'US won't allow safe havens for terrorists in Pak'
In a stern warning to Pak, US President Barack Obama asserted that his administration would not allow 'safe havens' for Al-Qaeda and Taliban terrorists operating with 'impunity' in tribal areas bordering Afghanistan.world Updated: Feb 11, 2009 04:32 IST
In a stern warning to Pakistan, President Barack Obama on Tuesday asserted that his administration would not allow "safe havens" for Al-Qaeda and Taliban terrorists operating with "impunity" in tribal areas bordering Afghanistan.
This is the message his special envoy Richard Holbrooke, currently in Islamabad, has been asked to deliver to Pakistan, Obama said.
"My bottom line is that we cannot allow Al-Qaeda to operate.

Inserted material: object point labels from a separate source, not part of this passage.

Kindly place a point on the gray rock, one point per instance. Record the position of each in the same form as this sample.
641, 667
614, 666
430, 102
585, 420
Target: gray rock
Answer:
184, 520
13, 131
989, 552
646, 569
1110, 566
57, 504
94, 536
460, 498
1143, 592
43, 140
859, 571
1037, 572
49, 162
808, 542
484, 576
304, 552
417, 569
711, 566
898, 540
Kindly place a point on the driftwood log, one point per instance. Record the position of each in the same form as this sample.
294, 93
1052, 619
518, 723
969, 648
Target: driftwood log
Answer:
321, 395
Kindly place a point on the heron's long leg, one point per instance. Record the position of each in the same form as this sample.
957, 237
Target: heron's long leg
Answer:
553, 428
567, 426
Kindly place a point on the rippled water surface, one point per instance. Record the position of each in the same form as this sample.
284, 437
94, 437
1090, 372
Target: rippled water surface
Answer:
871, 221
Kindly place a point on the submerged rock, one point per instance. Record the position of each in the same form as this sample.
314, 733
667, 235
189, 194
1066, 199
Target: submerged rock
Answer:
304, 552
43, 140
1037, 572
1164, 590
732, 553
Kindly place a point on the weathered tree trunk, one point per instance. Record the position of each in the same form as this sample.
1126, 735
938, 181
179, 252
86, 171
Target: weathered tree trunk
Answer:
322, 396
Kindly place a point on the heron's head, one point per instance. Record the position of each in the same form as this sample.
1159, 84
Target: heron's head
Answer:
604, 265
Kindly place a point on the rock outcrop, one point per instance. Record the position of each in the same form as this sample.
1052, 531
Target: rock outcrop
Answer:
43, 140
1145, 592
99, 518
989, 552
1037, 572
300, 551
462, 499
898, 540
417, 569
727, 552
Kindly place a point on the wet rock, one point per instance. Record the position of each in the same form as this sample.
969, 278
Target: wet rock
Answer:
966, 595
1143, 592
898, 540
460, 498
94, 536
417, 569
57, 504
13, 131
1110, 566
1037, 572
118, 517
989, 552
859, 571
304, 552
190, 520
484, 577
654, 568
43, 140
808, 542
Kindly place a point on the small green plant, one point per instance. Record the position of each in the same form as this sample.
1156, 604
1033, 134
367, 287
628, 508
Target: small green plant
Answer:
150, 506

We cannot have those safe havens in that region," Obama said in his first press conference after assuming office on January 20.
"You've got the Taliban and al-Qaeda operating in the Federally-administered Tribal Areas (FATA) and these border regions between Afghanistan and Pakistan," Obama said.
The 47-year-old President said one of the goals of Holbrooke, as he is traveling throughout the region, is to deliver a message to Pakistan that they are "endangered as much as we are by the continuation of those operations, and that we've got to work in a regional fashion to root out those safe havens."
Obama, who took questions on the situation in Pakistan, Afghanistan and Iran in his hour-long news conference, said the US has not seen concerted efforts to destroy such 'safe havens'.
"What we haven't seen is the kind of concerted effort to root out those safe havens that would ultimately make our mission successful," he said.
"We're going to have to work both smartly and effectively, but with consistency in order to make sure that those safe havens don't exist," he said.
The new administration is carrying out a thorough review of the US policies on Afghanistan and Pakistan.
Obama said he appointed Holbrooke as Special US Representative for Pakistan and Afghanistan with the purpose of eradicating terrorism from the restive tribal areas.
Holbrooke is currently in Pakistan from where he would be going to Afghanistan and then to India, for meeting and consulting with the leaders and people in the region.
"I've sent over -- Richard Holbrooke, one of our top diplomats -- to evaluate a regional approach. We are going to need more effective coordination of our military efforts with diplomatic efforts with development efforts with more effective coordination with our allies in order for us to be successful," Obama said.
When asked if he had any timetable for withdrawal of troops from Afghanistan, Obama said: "I do not have yet a timetable for how long that's going to take. What I know is I'm not going to make -- I'm not going to allow Al-Qaeda or Osama Bin Laden to operate with impunity, planning attacks on the US homeland."